The Rise of Localization


Posted by Bruno on June 21st, 2006

Listening to this Mother Jones Radio episode on my walk home today, it occurred to me that there’s another consequence of the wired world that may give smaller, local businesses an edge.

They were interviewing Michael Pollan (whose blog is great, and, unfortunately, behind the TimesSelect firewall), food author, and Joel Salatin, a farmer that Pollan profiles in his latest book. Salatin does these amazing things with polyculture farming that you can read about here, but the point is that this kind of local farming would have been much, much harder in the pre-internet era. Our current industrial food system (indeed, our whole industrialized economy) thrives mostly because of specialization: you end up with a lot of middlemen who get very very knowledgeable in one specific task.

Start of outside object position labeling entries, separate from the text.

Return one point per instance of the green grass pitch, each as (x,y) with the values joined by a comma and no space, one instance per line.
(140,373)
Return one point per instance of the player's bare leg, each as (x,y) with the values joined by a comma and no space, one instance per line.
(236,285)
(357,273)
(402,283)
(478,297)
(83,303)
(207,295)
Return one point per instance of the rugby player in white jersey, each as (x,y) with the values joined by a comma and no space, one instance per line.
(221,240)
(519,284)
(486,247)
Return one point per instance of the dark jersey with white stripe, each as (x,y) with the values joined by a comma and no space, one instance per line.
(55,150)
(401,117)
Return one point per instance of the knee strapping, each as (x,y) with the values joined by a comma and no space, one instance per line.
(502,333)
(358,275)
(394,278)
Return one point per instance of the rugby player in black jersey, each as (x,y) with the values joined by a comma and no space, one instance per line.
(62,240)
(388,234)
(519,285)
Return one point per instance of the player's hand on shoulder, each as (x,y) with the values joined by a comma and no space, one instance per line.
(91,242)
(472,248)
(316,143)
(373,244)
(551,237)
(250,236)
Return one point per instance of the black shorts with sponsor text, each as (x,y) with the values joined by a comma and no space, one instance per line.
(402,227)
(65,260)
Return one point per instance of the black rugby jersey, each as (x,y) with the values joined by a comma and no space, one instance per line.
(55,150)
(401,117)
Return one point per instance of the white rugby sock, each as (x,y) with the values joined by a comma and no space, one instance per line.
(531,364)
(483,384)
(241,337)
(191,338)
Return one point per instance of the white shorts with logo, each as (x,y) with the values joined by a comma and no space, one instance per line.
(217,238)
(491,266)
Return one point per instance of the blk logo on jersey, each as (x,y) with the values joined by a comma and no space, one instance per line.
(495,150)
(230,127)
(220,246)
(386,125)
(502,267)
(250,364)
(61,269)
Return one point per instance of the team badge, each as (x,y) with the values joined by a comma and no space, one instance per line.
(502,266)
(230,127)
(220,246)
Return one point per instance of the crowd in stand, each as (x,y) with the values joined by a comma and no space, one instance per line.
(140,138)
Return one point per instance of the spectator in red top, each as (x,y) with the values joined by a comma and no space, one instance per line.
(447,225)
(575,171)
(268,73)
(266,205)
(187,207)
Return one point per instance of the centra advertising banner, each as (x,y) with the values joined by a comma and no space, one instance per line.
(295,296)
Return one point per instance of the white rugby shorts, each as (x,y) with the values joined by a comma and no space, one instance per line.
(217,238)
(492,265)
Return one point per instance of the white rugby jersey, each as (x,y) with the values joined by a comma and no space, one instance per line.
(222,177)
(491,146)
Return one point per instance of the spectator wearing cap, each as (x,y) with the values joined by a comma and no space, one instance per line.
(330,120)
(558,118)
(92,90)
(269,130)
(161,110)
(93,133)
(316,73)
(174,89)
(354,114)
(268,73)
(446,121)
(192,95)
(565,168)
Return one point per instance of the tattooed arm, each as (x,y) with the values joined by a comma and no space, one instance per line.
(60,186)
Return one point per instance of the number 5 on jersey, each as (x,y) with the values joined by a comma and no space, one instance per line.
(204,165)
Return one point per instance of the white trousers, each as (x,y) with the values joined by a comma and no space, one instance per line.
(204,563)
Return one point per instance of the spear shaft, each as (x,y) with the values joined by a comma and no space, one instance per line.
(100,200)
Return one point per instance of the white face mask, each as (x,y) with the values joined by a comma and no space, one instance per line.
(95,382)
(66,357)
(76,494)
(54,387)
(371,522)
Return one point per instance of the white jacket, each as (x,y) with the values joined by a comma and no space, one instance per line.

But the internet changes all of that, and allows, say, a couple of morons from Seattle to start their own political podcast with no experience and no money! It also allows a small polyculture farmer to link up with lots of other farmers and trade information and knowledge pretty freely. This makes all those middlemen less of a competitive advantage, which means that other advantages can emerge: the fact that the food is fresher and consumes less gasoline to get to your dinner plate.

I know this is not revolutionary stuff here, but it does make me think that there’s perhaps more than one way to achieve neo-localism.